Distributed Workflow Orchestration

Enterprise applications require complex, long-running workflows that span multiple services, handle failures gracefully, and integrate intelligent decision-making. A typical order processing system, for example, must validate inventory, check credit, process payment, and fulfill the order — some steps in sequence, others in parallel, all with retry logic and state persistence across potential failures.

Traditional orchestration solutions (cron jobs, message queues, custom state machines) lack AI capabilities. Adding LLM-based decisions to these systems requires bolting on API calls with ad-hoc error handling, losing the benefits of structured workflow management. The result is fragile glue code that’s hard to test, monitor, and recover from failures.

Beluga AI provides a complete orchestration layer with three patterns at different complexity levels, each with native LLM integration so AI-powered decisions are first-class workflow activities rather than external API calls.

Solution Architecture

Beluga AI’s orchestration layer supports three patterns, each suited to different complexity levels: sequential chains for linear flows where each step feeds the next, DAG-based graphs for parallel execution with explicit dependency edges, and Temporal workflows for distributed, fault-tolerant execution that survives process restarts. The choice depends on requirements: chains for simplicity, graphs for throughput, Temporal for durability.

graph TB
    A[Client Request] --> B[Orchestration Layer]
    B --> C[Chain<br>Sequential]
    B --> D[Graph<br>DAG]
    B --> E[Workflow<br>Temporal]
    C --> F[LLM Activities]
    D --> F
    E --> F
    F --> G[External Services]
    H[Memory Store] --> B
    I[Metrics/Tracing] --> B

Chain Orchestration

Chains execute steps sequentially, passing output from one step to the next. Use chains when the workflow is inherently linear — each step depends on the previous step’s output and there’s no opportunity for parallelism. Chains are the simplest orchestration pattern and the right default when you don’t need parallel execution or complex dependency graphs.

package main

import (
    "context"
    "fmt"
    "log"
    "time"

    "github.com/lookatitude/beluga-ai/llm"
    "github.com/lookatitude/beluga-ai/orchestration"
    "github.com/lookatitude/beluga-ai/schema"
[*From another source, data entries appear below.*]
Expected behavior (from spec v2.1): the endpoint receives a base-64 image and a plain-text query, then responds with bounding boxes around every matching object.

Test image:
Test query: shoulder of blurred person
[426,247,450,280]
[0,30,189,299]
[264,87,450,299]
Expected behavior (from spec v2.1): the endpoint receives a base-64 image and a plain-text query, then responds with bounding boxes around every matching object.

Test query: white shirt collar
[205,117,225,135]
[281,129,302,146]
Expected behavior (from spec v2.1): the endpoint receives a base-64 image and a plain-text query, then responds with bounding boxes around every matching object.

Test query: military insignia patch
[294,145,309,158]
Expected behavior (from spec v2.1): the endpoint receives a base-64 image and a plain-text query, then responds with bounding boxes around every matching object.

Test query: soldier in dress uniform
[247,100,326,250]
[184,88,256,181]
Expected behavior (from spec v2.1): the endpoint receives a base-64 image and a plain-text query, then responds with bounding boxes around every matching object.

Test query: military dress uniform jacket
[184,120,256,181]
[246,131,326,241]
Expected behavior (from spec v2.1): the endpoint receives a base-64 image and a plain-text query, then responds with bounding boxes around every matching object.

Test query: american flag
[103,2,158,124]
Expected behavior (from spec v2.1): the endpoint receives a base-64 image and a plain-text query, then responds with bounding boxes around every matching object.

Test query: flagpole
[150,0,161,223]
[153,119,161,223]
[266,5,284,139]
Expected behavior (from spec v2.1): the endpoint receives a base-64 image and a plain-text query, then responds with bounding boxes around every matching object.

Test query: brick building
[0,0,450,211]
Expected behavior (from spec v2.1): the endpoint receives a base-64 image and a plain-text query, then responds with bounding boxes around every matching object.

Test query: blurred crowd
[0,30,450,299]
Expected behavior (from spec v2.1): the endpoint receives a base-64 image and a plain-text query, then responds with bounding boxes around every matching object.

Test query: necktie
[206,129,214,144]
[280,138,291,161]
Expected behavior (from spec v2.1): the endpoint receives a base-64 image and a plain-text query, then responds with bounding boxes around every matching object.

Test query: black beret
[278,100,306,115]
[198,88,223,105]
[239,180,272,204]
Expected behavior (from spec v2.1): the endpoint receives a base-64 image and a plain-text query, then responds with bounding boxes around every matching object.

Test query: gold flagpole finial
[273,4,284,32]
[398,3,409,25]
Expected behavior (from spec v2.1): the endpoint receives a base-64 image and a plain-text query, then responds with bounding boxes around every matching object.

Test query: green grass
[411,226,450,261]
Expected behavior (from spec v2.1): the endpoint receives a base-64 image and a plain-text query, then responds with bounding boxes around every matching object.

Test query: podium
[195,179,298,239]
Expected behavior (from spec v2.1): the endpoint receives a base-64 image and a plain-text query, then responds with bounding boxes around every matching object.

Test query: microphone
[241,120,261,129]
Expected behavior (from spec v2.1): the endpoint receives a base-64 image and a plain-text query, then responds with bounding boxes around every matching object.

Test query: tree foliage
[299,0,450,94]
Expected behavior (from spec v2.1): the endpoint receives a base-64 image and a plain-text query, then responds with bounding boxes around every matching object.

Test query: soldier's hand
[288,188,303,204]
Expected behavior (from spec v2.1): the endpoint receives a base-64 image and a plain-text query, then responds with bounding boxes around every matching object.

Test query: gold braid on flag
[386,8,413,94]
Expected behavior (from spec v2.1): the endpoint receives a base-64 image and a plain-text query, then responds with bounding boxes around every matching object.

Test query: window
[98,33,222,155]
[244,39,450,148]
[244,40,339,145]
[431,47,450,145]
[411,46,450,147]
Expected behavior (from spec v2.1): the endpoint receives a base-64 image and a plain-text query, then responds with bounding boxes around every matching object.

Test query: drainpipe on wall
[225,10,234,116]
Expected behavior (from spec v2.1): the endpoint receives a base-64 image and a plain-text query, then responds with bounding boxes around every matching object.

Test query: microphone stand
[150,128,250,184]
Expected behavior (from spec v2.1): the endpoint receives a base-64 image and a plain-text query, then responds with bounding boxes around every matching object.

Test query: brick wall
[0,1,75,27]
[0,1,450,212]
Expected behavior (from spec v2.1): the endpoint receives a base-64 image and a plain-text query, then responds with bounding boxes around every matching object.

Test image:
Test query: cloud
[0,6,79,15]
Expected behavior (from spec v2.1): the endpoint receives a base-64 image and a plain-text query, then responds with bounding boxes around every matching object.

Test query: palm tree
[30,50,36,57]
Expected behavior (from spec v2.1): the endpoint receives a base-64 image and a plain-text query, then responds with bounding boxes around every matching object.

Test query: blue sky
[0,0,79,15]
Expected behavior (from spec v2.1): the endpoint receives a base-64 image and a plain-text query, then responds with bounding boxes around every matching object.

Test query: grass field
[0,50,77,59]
    _ "github.com/lookatitude/beluga-ai/llm/providers/openai"
)

func createOrderChain(ctx context.Context) (orchestration.Chain, error) {
    model, err := llm.New("openai", llm.ProviderConfig{
        APIKey: os.Getenv("OPENAI_API_KEY"),
        Model:  "gpt-4o",
    })
    if err != nil {
        return nil, fmt.Errorf("create model: %w", err)
    }

    chain := orchestration.NewChain(
        orchestration.WithTimeout(300 * time.Second),
        orchestration.WithMaxRetries(3),
    )

    // Step 1: Validate order
    chain.AddStep("validate", func(ctx context.Context, input map[string]any) (map[string]any, error) {
        orderID := input["order_id"].(string)
        if orderID == "" {
            return nil, fmt.Errorf("invalid order ID")
        }
        return map[string]any{"order_id": orderID, "valid": true}, nil
    })

    // Step 2: LLM-based decision for special handling
    chain.AddStep("decide", func(ctx context.Context, input map[string]any) (map[string]any, error) {
        orderValue := input["order_value"].(float64)
        customerTier := input["customer_tier"].(string)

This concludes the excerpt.